The Treasury is jeopardising the UK economy by ignoring warnings from senior Whitehall economists over the impacts of climate change and resource depletion, Friends of the Earth reveals today.
The findings are the latest to raise question marks over the Treasury’s strategy with businesses stressing that these issues are already beginning to impact their operations.
The information was revealed in emails obtained through Freedom of Information requests by Friends of the Earth. They uncover cross-Whitehall support for a major review of the impact of resource depletion and climate impacts. The review was to “examine how developments in the global economy over the next few decades are expected to put a heavy strain globally on renewable and non-renewable resources.”
Senior economists from the Department of Energy and Climate Change, BIS and the Foreign Office, warned that these trends could impact “the UK’s potential for sustainable growth, its terms of trade, exposure to commodity prices shocks and the security of resource supply.”
Resource depletion, the economists feared, could “have potentially material implications both for UK growth strategy and wider international considerations”, echoing concerns raised in a letter last year from William Hague to the Prime Minister on resource and climate security.

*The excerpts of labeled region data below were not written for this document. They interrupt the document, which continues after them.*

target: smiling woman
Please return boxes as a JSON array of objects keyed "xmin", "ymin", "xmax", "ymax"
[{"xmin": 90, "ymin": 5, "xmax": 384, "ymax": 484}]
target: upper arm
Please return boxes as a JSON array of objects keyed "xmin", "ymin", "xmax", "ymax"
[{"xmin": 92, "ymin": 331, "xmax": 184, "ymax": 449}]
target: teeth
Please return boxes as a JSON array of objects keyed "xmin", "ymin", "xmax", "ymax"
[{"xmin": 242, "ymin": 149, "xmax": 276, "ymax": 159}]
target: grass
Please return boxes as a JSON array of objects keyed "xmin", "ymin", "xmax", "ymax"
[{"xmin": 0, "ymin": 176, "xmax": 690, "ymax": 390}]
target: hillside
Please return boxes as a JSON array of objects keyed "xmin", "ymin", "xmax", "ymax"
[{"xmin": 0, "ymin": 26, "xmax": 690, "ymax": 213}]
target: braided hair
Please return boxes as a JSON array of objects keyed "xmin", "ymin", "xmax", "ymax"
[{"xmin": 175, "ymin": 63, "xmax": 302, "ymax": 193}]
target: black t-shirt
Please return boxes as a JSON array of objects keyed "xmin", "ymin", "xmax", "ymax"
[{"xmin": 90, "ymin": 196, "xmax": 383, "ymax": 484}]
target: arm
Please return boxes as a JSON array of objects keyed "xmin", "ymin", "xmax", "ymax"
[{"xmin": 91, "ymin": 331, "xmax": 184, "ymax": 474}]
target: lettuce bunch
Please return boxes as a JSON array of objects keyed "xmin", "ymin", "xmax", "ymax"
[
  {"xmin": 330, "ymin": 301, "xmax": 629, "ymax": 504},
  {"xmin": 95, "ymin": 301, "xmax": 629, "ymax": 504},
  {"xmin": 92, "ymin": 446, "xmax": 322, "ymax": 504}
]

Businesses have since echoed these concerns, with the EEF (the manufacturers’ organisation), UK Steel, the Confederation of Paper Industries and others calling on the Government to set up an Office for Resource Management.
To the despair of business and environmental groups the plans for a review were thwarted by Treasury officials, with the Treasury’s Chief Economist, Dave Ramsden, refusing to give his backing and demanding that any such research be “decoupled from UK growth issues… The link between the long-term, global analysis and UK policy and strategy is too speculative for an independent review to get into.”

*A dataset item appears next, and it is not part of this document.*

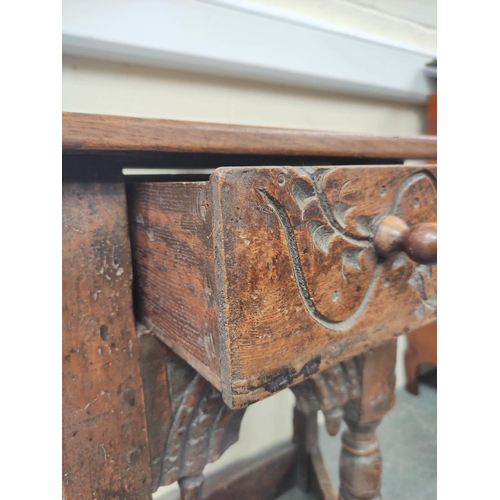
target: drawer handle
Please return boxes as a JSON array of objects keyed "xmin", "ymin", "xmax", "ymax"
[{"xmin": 374, "ymin": 215, "xmax": 437, "ymax": 265}]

Friends of the Earth campaigner Guy Shrubsole said:
“This is further evidence that Treasury mandarins behind the scenes consistently ignore the threats that climate change and resource depletion pose to the economy.
“Any economic ministry worth its salt, particularly that of the self-styled ‘greenest Government ever’, should be leading these kinds of reviews – not crushing them as irritants.

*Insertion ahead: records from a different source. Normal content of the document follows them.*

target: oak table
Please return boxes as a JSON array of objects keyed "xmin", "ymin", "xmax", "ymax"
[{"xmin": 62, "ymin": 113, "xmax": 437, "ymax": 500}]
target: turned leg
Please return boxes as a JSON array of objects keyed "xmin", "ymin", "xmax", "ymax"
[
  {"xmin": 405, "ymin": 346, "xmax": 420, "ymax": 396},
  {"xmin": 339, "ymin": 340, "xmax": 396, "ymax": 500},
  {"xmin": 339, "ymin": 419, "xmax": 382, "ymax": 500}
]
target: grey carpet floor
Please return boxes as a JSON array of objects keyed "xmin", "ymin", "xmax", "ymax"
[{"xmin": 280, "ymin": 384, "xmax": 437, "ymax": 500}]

“This is exactly the kind of foolhardy short-termism that underpins the Chancellor’s expensive dash for gas, which goes against the advice of the Government’s official advisers on the economics of climate change.”
The release of the correspondence comes as an increasing number of MPs are threatening to rebel over the Energy Bill currently before Parliament. A cross-party rebellion is growing behind a proposal for a 2030 decarbonisation target for electricity, which George Osborne and Treasury officials have long resisted.